[The March Family Trilogy by William Dean Howells]@TWC D-Link bookThe March Family Trilogy PART I 79/179
Then they went on deck, where they read, or dozed in their chairs, or walked up and down, or stood in the way of those who were walking; or played shuffleboard and ring-toss; or smoked, and drank whiskey and aerated waters over their cards and papers in the smoking-room; or wrote letters in the saloon or the music-room.
At eleven o'clock they spoiled their appetites for lunch with tea or bouillon to the music of a band of second-cabin stewards; at one, a single blast of the bugle called them to lunch, where they glutted themselves to the torpor from which they afterwards drowsed in their berths or chairs.
They did the same things in the afternoon that they had done in the forenoon; and at four o'clock the deck-stewards came round with their cups and saucers, and their plates of sandwiches, again to the music of the band.
There were two bugle-calls for dinner, and after dinner some went early to bed, and some sat up late and had grills and toast.
At twelve the lights were put out in the saloons and the smoking-rooms.

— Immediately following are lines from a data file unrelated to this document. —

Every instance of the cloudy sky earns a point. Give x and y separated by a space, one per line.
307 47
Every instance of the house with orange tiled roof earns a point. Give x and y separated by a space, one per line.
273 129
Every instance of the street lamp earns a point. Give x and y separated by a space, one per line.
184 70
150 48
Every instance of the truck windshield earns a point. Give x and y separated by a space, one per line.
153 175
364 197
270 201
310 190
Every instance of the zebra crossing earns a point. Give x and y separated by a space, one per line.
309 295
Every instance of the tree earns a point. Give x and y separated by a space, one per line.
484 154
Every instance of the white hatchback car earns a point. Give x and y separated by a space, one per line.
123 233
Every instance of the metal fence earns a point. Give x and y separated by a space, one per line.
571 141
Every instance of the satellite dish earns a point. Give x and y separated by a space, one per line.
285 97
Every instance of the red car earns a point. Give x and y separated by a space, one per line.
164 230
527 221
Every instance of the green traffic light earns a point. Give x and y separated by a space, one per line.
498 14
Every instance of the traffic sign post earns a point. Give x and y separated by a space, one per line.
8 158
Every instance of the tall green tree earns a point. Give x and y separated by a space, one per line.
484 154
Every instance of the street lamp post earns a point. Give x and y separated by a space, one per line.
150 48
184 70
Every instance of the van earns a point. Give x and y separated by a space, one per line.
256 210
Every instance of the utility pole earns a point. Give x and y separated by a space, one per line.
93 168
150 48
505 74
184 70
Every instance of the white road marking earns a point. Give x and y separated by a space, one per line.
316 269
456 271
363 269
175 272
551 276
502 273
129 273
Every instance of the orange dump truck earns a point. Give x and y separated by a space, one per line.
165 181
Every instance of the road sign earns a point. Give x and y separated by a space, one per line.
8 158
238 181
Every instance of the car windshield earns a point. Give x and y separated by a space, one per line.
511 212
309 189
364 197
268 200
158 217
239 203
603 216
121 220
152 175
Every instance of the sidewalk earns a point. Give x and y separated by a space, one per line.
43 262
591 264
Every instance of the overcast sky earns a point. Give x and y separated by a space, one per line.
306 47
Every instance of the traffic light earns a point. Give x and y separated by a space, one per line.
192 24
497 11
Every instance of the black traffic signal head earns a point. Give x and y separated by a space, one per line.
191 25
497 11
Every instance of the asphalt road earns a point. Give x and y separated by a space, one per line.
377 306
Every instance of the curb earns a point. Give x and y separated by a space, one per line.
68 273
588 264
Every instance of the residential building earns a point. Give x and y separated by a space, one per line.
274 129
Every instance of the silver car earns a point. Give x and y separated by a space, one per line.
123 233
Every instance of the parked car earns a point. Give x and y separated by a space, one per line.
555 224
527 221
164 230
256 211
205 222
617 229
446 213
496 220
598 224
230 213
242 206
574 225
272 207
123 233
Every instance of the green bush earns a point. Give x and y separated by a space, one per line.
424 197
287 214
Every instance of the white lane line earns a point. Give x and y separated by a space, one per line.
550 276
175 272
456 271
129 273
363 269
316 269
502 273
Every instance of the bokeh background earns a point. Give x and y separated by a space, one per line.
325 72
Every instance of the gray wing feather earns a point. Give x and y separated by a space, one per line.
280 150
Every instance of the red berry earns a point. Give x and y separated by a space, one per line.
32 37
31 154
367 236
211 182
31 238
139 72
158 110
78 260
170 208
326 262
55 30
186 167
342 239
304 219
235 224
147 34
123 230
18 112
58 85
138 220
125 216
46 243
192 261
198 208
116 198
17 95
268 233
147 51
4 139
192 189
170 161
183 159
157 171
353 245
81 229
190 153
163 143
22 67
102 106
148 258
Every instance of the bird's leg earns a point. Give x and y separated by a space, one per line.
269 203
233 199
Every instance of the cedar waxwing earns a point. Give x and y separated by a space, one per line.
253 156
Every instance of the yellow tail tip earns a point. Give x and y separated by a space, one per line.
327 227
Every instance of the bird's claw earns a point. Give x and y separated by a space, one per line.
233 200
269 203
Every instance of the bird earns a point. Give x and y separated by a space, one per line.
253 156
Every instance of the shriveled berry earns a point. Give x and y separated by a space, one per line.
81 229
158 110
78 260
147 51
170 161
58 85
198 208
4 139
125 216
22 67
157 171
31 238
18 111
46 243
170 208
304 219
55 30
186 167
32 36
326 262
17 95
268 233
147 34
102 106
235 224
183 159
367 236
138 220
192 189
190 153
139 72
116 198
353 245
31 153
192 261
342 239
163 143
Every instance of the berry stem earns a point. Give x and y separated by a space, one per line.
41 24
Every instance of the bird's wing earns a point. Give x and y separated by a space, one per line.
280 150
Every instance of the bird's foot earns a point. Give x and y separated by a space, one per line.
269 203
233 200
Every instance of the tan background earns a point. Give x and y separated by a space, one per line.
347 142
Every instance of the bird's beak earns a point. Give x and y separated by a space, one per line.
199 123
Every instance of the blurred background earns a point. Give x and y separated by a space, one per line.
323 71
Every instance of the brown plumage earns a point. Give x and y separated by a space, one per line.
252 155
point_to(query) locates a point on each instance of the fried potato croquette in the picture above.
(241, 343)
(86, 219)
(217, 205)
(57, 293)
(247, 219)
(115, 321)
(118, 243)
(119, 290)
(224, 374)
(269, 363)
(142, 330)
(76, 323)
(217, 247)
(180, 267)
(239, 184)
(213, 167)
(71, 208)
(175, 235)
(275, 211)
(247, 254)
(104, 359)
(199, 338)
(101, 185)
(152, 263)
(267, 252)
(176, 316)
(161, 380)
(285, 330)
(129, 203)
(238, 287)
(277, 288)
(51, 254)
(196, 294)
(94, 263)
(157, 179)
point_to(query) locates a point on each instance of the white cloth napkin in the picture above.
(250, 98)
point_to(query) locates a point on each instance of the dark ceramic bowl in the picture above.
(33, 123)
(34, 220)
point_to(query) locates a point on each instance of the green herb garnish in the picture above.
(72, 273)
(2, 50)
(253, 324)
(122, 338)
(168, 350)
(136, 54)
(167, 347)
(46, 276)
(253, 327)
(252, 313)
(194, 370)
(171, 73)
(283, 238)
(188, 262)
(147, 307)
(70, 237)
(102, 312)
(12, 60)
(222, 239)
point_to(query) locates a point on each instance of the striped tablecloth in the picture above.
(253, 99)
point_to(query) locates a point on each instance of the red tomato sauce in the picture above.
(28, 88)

There were various smells which stored themselves up in the consciousness to remain lastingly relative to certain moments and places: a whiff of whiskey and tobacco that exhaled from the door of the smoking-room; the odor of oil and steam rising from the open skylights over the engine-room; the scent of stale bread about the doors of the dining-saloon. The life was like the life at a sea-side hotel, only more monotonous. The walking was limited; the talk was the tentative talk of people aware that there was no refuge if they got tired of one another.